Par conséquent, le son prend une dimension esthétique décisive dans cette œuvre, car, pour le réalisateur, l'œil doit entendre, pendant que l'oreille voit. Wasis Diop y apporte ainsi, avec beaucoup de bonheur, la touche particulière du professionnel du son qu'il est. On peut entendre, par exemple, le bruit de la mer, à partir de l'atelier du peintre, où le bric et le broc que le réalisateur nous présente rappellent les origines de l'homme.

De cet univers composite, Wasis Diop extrait le géniteur - ne se positionne-t-il pas lui-même en créateur ? Au travers de son documentaire, il a le mérite de montrer deux films à la fois. Un film sur un homme ; un autre, contenu dans le premier, le personnage que vit cet homme. Ce faisant, il soumet le spectateur à une technique de double regard, où la caméra campe son sujet, d'une part, dans son intimité, c'est-à-dire dans son imaginaire, son inconscient, et d'autre part, dans son vécu, autrement dit, dans son extériorité.
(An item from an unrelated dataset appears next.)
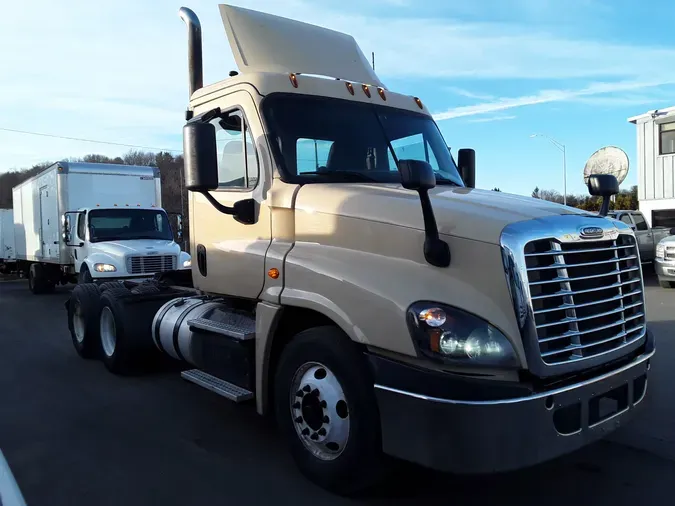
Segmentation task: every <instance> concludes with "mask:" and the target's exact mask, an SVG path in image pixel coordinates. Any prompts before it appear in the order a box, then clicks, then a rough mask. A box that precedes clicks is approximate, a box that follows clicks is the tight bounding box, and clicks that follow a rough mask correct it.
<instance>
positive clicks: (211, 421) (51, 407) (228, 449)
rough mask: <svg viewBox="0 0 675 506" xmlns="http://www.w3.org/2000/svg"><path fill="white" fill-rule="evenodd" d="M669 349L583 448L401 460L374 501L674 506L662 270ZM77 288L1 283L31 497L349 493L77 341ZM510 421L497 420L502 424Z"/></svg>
mask: <svg viewBox="0 0 675 506" xmlns="http://www.w3.org/2000/svg"><path fill="white" fill-rule="evenodd" d="M647 284H648V286H647V309H648V319H649V324H650V326H651V328H652V330H653V331H654V333H655V335H656V339H657V355H656V356H655V358H654V360H653V366H652V372H651V376H650V379H649V393H648V398H647V400H646V402H647V403H648V404H647V406H646V409H645V410H644V411H643V413H642V415H641V417H640V418H639V419H637V420H635V421H634V422H633V423H631V424H630V425H628V426H626V427H623V428H622V429H620V430H619V431H618V432H617V433H615V434H613V435H612V436H611V439H610V440H607V441H602V442H599V443H597V444H594V445H592V446H590V447H588V448H585V449H583V450H581V451H580V452H577V453H575V454H572V455H569V456H566V457H564V458H561V459H558V460H556V461H554V462H550V463H548V464H545V465H542V466H539V467H536V468H533V469H528V470H524V471H520V472H516V473H510V474H506V475H500V476H492V477H474V478H461V477H455V476H450V475H444V474H439V473H435V472H431V471H428V470H425V469H421V468H418V467H416V466H412V465H401V466H400V468H399V469H398V470H397V472H396V474H395V475H394V476H393V477H392V480H391V482H390V483H389V484H388V485H387V486H385V487H383V488H382V489H381V490H378V491H376V493H374V494H373V495H372V496H371V497H368V498H365V499H361V500H359V502H361V503H363V504H378V505H385V504H386V505H419V504H425V505H440V504H456V505H462V504H471V505H472V506H478V505H490V506H493V505H495V504H497V505H501V504H519V505H521V506H528V505H537V506H540V505H542V504H546V505H550V506H556V505H565V506H568V505H570V504H576V505H586V504H588V505H600V504H602V505H604V504H612V505H621V504H630V505H635V504H636V503H642V504H664V505H666V504H671V503H672V480H673V476H675V405H674V403H673V402H672V394H671V392H672V390H671V385H672V384H673V383H675V367H673V366H672V360H673V357H675V344H674V343H675V290H671V291H668V290H664V289H661V288H659V287H658V286H657V285H656V282H655V280H653V279H650V280H649V281H648V283H647ZM68 293H69V289H68V288H60V289H58V290H57V291H56V293H54V294H52V295H46V296H33V295H31V294H30V293H29V291H28V289H27V286H26V283H25V282H24V281H7V282H1V281H0V449H1V450H2V451H3V452H4V454H5V457H6V458H7V460H8V461H9V464H10V466H11V468H12V471H13V472H14V475H15V478H16V480H17V481H18V483H19V486H20V487H21V489H22V491H23V493H24V495H25V498H26V501H27V503H28V505H29V506H38V505H50V506H52V505H53V506H58V505H68V506H79V505H122V504H124V505H129V506H132V505H150V504H162V505H163V506H171V505H174V504H175V505H182V506H185V505H206V504H209V505H210V504H228V505H237V506H240V505H249V504H251V505H266V504H293V505H294V506H301V505H305V504H307V505H309V504H311V505H316V504H321V505H322V506H329V505H337V504H347V503H349V502H350V501H348V500H346V499H343V498H340V497H335V496H332V495H330V494H328V493H326V492H324V491H322V490H321V489H318V488H317V487H315V486H313V485H312V484H311V483H308V482H307V481H305V479H304V478H303V477H302V476H300V475H299V473H298V472H297V471H296V469H295V467H294V466H293V464H292V462H291V459H290V457H289V456H288V454H287V453H286V451H285V448H284V446H283V444H282V442H281V440H280V438H279V437H278V436H277V434H276V432H275V430H274V428H273V426H272V425H271V424H270V423H268V422H267V421H265V420H263V419H261V418H260V417H258V416H257V415H256V413H255V411H254V408H253V406H238V405H235V404H232V403H230V402H228V401H226V400H224V399H222V398H220V397H218V396H216V395H214V394H212V393H210V392H208V391H206V390H203V389H200V388H199V387H197V386H195V385H192V384H190V383H187V382H184V381H183V380H181V379H180V377H179V376H178V375H177V374H175V373H167V374H162V375H158V376H150V377H143V378H119V377H115V376H113V375H111V374H109V373H108V372H107V371H106V370H105V368H104V367H103V365H102V364H100V363H99V362H93V361H84V360H82V359H80V358H79V357H78V356H77V355H76V354H75V351H74V350H73V348H72V345H71V342H70V336H69V334H68V331H67V326H66V318H65V310H64V308H63V303H64V301H65V300H66V298H67V296H68ZM495 423H499V420H495Z"/></svg>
Ainsi considéré, Wasis Diop emprunte au cinéma surréaliste. Son film ne relèverait-il pas d'une écriture automatique ? D'abord au sens de ce courant esthétique où la forme devient le contenu, car Joe Ouakam ne repose pas sur une véritable histoire. Ensuite, parce que le film sonde la pensée de son protagoniste à travers de multiples évocations (dans une dictée où figurent certaines personnalités politiques sénégalaises) et de nombreux questionnements relatifs, entre autres, au naufrage du bateau Le Joola (avec un nombre de victimes plus important que la tragédie du Titanic), au problème de la Casamance, à la création - "Yalla [Dieu, en wolof, Ndlr] s'est créé lui-même avant de créer" -, à la morale africaine, etc. L'acteur part d'un fait à un autre, sans transition ni lien apparent entre eux, une manière pour l'auteur de s'inscrire dans un processus de subversion, pour déployer sa liberté créatrice.